I have no willpower. None whatsoever. The longest I can follow a cleanse is a week, and that’s only if I have someone to join me. So, I can say without a shadow of a doubt that you CAN make dietary changes without any willpower, guilt, or any of the other nasty feelings that come with dieting. It is possible, yippee!! I managed to (very slowly) change my diet from horrible (seriously horrible, all sugar and flour) to my current diet (I eat what I recommend) without any of these feelings. And I’ve helped many people do the same. Let’s break free from all forms of dietary stress! Now that’s a New Years Resolution I can get behind.

…now you’re probably either wondering how this is possible or questioning my sanity. Stay with me, I’ll give you the steps.

How to find your food freedom in 7 easy steps:

  1. Stop following any type of diet. Right now. Immediately. We need to throw away all forms of rational, measured, thought-out ways of eating so we can start feeling our way to a healthy diet.

  2. Set aside one meal per day where you sit down quietly or with friends/family and enjoy your meal. Stay relaxed, taste each bite, and chew properly. Put down your fork between bites and REALLY enjoy what you’re eating. Work up to enjoying every meal.

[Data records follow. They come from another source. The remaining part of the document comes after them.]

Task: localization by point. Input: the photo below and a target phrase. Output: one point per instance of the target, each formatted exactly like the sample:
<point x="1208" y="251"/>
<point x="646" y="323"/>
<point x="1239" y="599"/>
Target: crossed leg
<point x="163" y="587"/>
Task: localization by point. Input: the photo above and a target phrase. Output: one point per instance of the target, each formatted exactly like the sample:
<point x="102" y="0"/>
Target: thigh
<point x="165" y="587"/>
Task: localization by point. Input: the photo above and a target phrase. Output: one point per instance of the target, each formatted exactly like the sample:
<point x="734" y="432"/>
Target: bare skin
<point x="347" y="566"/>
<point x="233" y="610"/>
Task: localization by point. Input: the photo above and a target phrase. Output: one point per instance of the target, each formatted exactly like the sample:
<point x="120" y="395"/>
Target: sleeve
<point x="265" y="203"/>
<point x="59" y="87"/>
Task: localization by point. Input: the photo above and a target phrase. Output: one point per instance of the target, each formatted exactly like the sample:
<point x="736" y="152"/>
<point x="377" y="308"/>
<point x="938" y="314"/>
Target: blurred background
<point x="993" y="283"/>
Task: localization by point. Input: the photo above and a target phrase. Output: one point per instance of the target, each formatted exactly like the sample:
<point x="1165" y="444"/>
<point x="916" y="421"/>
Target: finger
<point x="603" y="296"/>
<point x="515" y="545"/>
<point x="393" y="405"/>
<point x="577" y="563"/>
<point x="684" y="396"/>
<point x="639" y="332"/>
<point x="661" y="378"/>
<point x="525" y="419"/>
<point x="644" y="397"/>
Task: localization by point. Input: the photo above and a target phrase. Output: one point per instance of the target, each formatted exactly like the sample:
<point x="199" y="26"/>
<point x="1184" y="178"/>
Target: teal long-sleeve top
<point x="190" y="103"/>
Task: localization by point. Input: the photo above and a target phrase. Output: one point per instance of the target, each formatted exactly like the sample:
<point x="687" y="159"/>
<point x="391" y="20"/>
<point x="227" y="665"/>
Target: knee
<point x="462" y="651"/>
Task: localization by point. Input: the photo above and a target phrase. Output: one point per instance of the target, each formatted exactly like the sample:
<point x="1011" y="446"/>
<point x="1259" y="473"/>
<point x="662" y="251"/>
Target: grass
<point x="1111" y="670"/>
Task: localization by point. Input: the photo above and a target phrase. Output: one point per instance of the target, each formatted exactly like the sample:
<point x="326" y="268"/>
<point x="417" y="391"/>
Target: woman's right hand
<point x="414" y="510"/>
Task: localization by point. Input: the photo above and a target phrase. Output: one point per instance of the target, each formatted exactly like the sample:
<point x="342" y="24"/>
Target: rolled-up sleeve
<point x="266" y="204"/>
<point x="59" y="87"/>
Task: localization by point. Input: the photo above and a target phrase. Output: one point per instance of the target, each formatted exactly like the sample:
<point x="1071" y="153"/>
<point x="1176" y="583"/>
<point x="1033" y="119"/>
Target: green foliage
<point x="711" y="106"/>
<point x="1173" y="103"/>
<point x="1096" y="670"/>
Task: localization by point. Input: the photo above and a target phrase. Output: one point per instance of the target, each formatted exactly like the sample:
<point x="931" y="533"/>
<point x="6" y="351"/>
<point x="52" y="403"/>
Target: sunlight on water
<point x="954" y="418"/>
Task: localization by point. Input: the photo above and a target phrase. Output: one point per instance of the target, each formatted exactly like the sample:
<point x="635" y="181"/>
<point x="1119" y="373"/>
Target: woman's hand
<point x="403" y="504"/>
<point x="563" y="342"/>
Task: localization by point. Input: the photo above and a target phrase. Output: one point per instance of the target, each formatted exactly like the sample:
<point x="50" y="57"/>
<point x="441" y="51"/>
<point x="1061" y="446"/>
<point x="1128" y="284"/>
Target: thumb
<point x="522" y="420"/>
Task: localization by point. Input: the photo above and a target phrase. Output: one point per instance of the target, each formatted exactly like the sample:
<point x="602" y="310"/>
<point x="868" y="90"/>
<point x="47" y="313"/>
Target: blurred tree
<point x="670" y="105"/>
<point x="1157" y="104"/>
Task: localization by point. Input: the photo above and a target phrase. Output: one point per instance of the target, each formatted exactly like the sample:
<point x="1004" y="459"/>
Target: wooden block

  3. If you can keep a food diary without judgment or counting (calories, fat, protein, etc), start writing down what you eat and how it makes you feel throughout the day. Keep track of your energy, mood, digestion, body symptoms (like pain), etc. If it’s not possible to keep track without judgment right now, that’s 100% okay. Skip this step for now.
  4. Experiment and start with breakfast. How does a high protein breakfast feel later in the day? What about a high carb (whole grain or starchy veggies)? Add a serving of veggies and/or an extra fruit to your day…how do you feel?
  5. Be kind to yourself when you crave a sugary treat or processed snack. Choose to eat these foods when you really want them (instead of unconsciously munching while feeling guilty) and notice how you feel later. Taste, chew, and enjoy these foods and you’ll find you’ll eat a smaller portion and crave them less and less.
  6. Pay attention to your cravings and learn what they’re telling you. Get some help from a practitioner if you’re struggling.
  7. Sit back and notice how your diet is changing and how you’re feeling. Any surprises? My diet is higher in healthy fat and starchy carbs then you’d expect for a nutritionist…but I feel fantastic when I eat this way.

Move slowly, one small change each month will make a HUGE difference over a year. Your way of eating will be different than anyone else; it’s as unique as your fingerprint. This doesn’t mean you have to eat a different meal than your family or partner; you just may need different portions of each type of food. Eating your uniquely healthy diet means your energy will be balanced each day, your cravings will be lower (and you’ll understand why they’re happening), and you’ll really ENJOY the food you’re eating. Pure, unadulterated food bliss. This is possible and the very first step is to throw away that dreaded word “diet” forever. It’s a small price to pay for your food freedom.